Fannie Mae and Freddie Mac don’t directly issue mortgages but set standards for the loans they’ll buy. That means lenders could accept digital assets as part of applicants’ financial profiles, potentially allowing borrowers to keep crypto rather than convert it to dollars to qualify. The central question: is it prudent to base mortgage underwriting on crypto holdings?
Summary
– The FHFA has asked Fannie Mae and Freddie Mac to consider cryptocurrency in mortgage risk assessments, which could make home loans more accessible to crypto holders.
– Crypto-backed mortgages avoid forced conversion to fiat, but extreme volatility poses significant risks if coins are used as collateral.
– Wider acceptance could open fairer financing for crypto owners, but strict collateral rules and limited token eligibility are major practical constraints.
The volatility of cryptocurrency
Cryptocurrencies are among the most volatile financial assets. Prices can swing dramatically over days or even hours. For example, Bitcoin has experienced large intra-year moves, rising hundreds of percent in some periods and plunging sharply in others. Such swings can magnify both gains and losses for borrowers using crypto to qualify for loans or as collateral.
Using crypto as mortgage collateral would allow owners to avoid liquidating positions in the hope prices recover. But the reverse is also true: a price crash could force liquidation of their holdings or trigger margin-like actions by lenders. That would require lenders and borrowers to monitor positions closely and set robust risk controls—like high collateralization ratios or rapid margin remedies—to avoid catastrophic outcomes.
The practicality of crypto as a source of funding
Crypto-backed mortgages aren’t entirely new. Some fintechs already offer loans secured by Bitcoin or Ethereum. Typically, these products require very high collateralization—often near 100% of the property value—so a buyer of a $400,000 home would need roughly $400,000 in crypto pledged. By contrast, conventional mortgages commonly require 5–20% down; FHA loans can be as low as 3.5%.
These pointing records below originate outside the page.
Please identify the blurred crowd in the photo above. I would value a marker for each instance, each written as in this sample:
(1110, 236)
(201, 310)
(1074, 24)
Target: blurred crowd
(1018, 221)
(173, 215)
High collateral requirements reduce the leverage advantage of mortgages and limit who can benefit. Most programs also accept a narrow set of tokens—usually BTC, ETH, and sometimes major stablecoins like USDT or USDC. Holders of smaller-cap tokens such as DOGE or SOL may find their assets ineligible, unless Fannie Mae and Freddie Mac expand the list of acceptable assets.
Benefits of accepting crypto for mortgages
Allowing crypto to be considered in mortgage underwriting could address current friction for crypto owners who must convert assets to fiat to demonstrate liquidity. Some lenders penalize or reject applicants with crypto transactions in their statements, citing traceability and volatility concerns. Treating regulated, transparent crypto holdings as legitimate assets could level the playing field and help qualified crypto holders access fairer financing.
The FHFA’s guidance so far does not specify which tokens will be accepted. It does suggest assets should have evidence of ownership and be stored on U.S.-regulated centralized exchanges and subject to applicable laws. How lenders will translate that into underwriting criteria—eligible tokens, valuation methods, required hold periods, custodial proof, or haircuts for volatility—remains to be seen.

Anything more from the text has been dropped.